Today’s lawsuit, filed in U.S. District Court in Tucson, targets seven grazing allotments spanning 15 miles of the river downstream from Coolidge Dam.
Field surveys in 2022 and 2023 documented open gates, downed fences, unauthorized cattle and extensive damage to the Gila River’s riparian vegetation, where up to 92% of the surveyed critical habitat for the cuckoo and flycatcher was significantly damaged by livestock grazing.
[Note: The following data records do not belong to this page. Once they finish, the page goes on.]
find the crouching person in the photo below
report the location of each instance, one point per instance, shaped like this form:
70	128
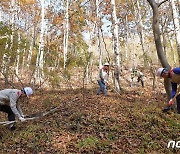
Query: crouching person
103	79
9	103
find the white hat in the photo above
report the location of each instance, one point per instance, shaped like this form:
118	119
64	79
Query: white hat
106	64
28	91
159	71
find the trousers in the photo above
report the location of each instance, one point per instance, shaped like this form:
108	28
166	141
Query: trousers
7	109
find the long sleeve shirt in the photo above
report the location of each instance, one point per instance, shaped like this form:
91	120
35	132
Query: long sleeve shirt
175	79
10	97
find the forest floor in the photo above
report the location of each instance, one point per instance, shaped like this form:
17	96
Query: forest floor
130	122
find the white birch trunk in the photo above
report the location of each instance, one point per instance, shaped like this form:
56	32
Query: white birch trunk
116	48
98	35
18	57
0	16
12	21
176	24
66	33
40	55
The Center filed two notices of intent to sue the agencies following the surveys but grazing continued.
Unauthorized grazing and its damage to the protected birds’ habitat violates earlier Endangered Species Act approvals for the seven grazing allotments.
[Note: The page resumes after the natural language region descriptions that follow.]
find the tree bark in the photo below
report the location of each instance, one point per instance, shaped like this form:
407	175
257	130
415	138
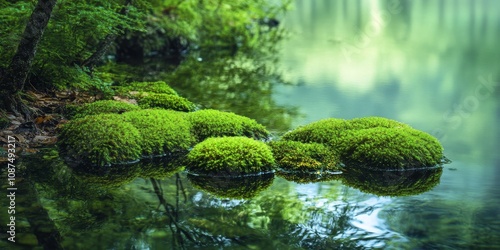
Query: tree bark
15	75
Field surveys conducted by the Center in recent years have documented chronic and severe damage from unlawful livestock grazing to endangered species habitat across hundreds of stream miles along the Agua Fria, Verde, Gila, San Pedro, Black, Bill Williams, Big Sandy, San Francisco, Tularosa, Blue, Salt and other rivers and tributaries in Arizona and New Mexico.
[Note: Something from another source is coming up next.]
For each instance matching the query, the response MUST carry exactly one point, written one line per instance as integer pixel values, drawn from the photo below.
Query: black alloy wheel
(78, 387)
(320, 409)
Litigation and agreements resulting from those surveys require federal agencies to monitor and remove livestock from riparian critical habitat for endangered species. Agency compliance with those agreements has been mixed, with some areas seeing livestock removed from critical habitat, while in other areas unauthorized grazing persists.
Up to 75% of Arizona’s resident wildlife species depend on riparian areas for their survival, although riparian areas occupy less than 1% of the state’s land. During the 20th century most of Arizona’s low-elevation riparian habitats were destroyed by human activities, including livestock grazing.
In the desert Southwest, livestock grazing harms threatened and endangered wildlife and is the primary driver of riparian ecosystem degradation. Removal of livestock from riparian areas is a critical component of adaptation to human-caused climate change.